Commentaire comparé: CC, 15 janvier 1975 Loi IVG / CE, 21 décembre 1990 Confédération nationale des Associations familiales catholiques (CNAFC)
Date de publication :
22/01/2007
Langue :
Français
Format :
.doc
Nombre de pages :
3 pages
Sommaire :
Sommaire
- Le Conseil Constitutionnel confère uniquement au juge administratif le pouvoir de contrôler la loi à un traité
- L'incompétence du juge administratif pour contrôler la constitutionnalité d'une loi
- Le juge administratif se voit conférer le contrôle de conventionalité des lois
- La supériorité des traités sur les lois, une suprématie conditionnée
- La ratification, publication et réciprocité de l'engagement international : des conditions nécessaires à leur autorité supra législative
- Le juge administratif n'apprécie pas la conventionalité d'une loi à un traité si les conditions de l'art 55 ne sont pas remplies
Résumé :
En effet, dans l'arrêt du CC, saisi en vertu de l'art 61 de la constitution par des parlementaires, ceux-ci contestent la conformité de la loi ivg de Simone Veil à un traité international ainsi qu'à l'art 2 de la Déclaration des Droits de l'Homme et du Citoyen (DDHC) de 1789 (principe de liberté). Ils invoquaient, pour faire déclarer la loi ivg inapplicable en droit interne, l'art 55 de la constitution qui confère une autorité supérieure aux lois, ainsi que l'inconstitutionnalité de la loi. Le CC refuse de contrôler la conventionalité de la loi au traité d'une part au motif que ce contrôle ne lui revient pas quand il est saisi sur le fondement de l'art 61 ; d'autre part il déclare la loi constitutionnelle au regard de l'art 2 de la DDHC. Ainsi le juge constitutionnel a été amené à déterminer s'il était ou non compétent pour contrôler une loi à un traité.
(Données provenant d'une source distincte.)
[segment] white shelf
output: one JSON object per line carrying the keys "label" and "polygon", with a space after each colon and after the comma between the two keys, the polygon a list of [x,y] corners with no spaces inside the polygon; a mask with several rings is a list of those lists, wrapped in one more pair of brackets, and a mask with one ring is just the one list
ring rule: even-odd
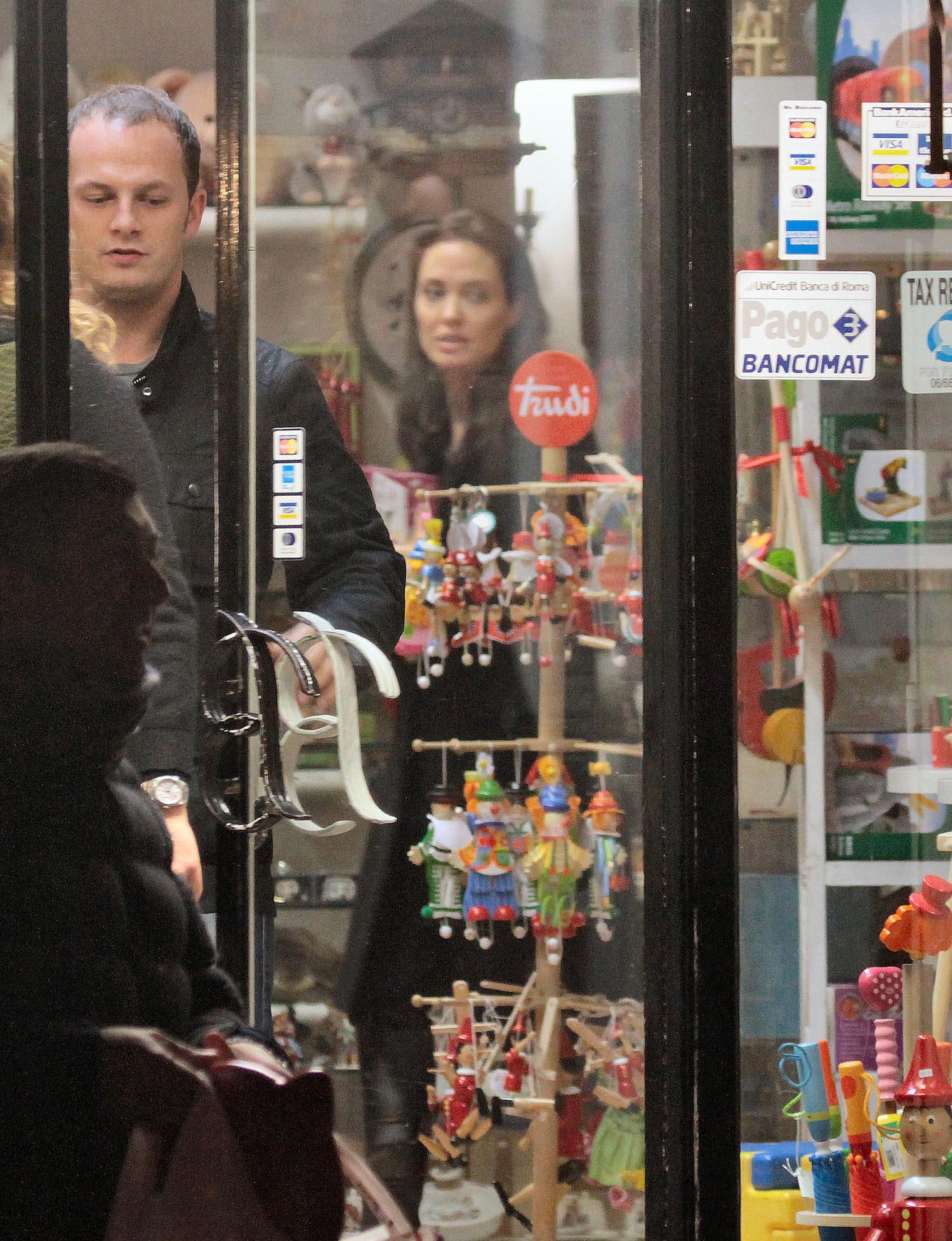
{"label": "white shelf", "polygon": [[890,793],[935,797],[943,805],[952,805],[952,768],[890,767],[886,772],[886,788]]}
{"label": "white shelf", "polygon": [[834,258],[952,256],[952,228],[828,228],[827,261]]}
{"label": "white shelf", "polygon": [[[302,233],[326,233],[351,230],[365,232],[366,207],[256,207],[254,235],[266,237],[299,237]],[[206,207],[199,226],[199,237],[213,240],[215,207]]]}
{"label": "white shelf", "polygon": [[797,1211],[797,1224],[803,1224],[811,1229],[868,1229],[871,1219],[871,1215],[830,1215],[828,1211]]}
{"label": "white shelf", "polygon": [[918,887],[926,875],[945,874],[943,860],[828,861],[827,887]]}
Puis, dans l'arrêt du Conseil d'Etat de 1990, le ministre de la solidarité, de la santé et de la protection sociale avait autorisé par un arrêté du 28 décembre 1988, la détention, distribution et administration d'un médicament avortif. La cnafc saisit alors le CE et forme un recours pour excès de pouvoir. Elle demande l'annulation de cet arrêté au moyen que cet acte violerait la Déclaration Universelle des Droits de l'Homme (DUDH) publiée en 1949, un principe du préambule de la constitution de 1946, un pacte international relatif aux droits civils et politiques ratifié en 1980 et publié en 1981, et enfin la convention européenne des droits de l'homme (CESDH) ratifiée et publiée. Le CE, statuant en Assemblée affirme qu'il lui revient alors de contrôler les lois de 1975 et 1979 (ivg) qui ont servi de fondement à l'arrêté. La cour déboute la CNFC de sa demande au motif que : d'une part il n'est pas compétent pour contrôler la constitutionnalité d'une loi ; et d'autre part que la requérante ne peut invoquer la DUDH qui n'a été que publiée mais non ratifiée, que dès lors l'art 55 n'est pas applicable ; et enfin que les lois sont conformes aux engagements internationaux invoqués. On vient alors à se demander : dans quelles mesures le juge administratif est- il compétent pour contrôler les respect d'une loi aux normes supérieures (traités et normes constitutionnelles), quand une loi sert de fondement à un acte administratif attaqué (par voie d'exception) ? Il convient d'articuler la réponse de cette façon : le Conseil constitutionnel confère un pouvoir au juge administratif de contrôler la loi au traité (I) ; puis les limites au respect des lois aux traités conditionnées par l'art 55 de la Constitution (II).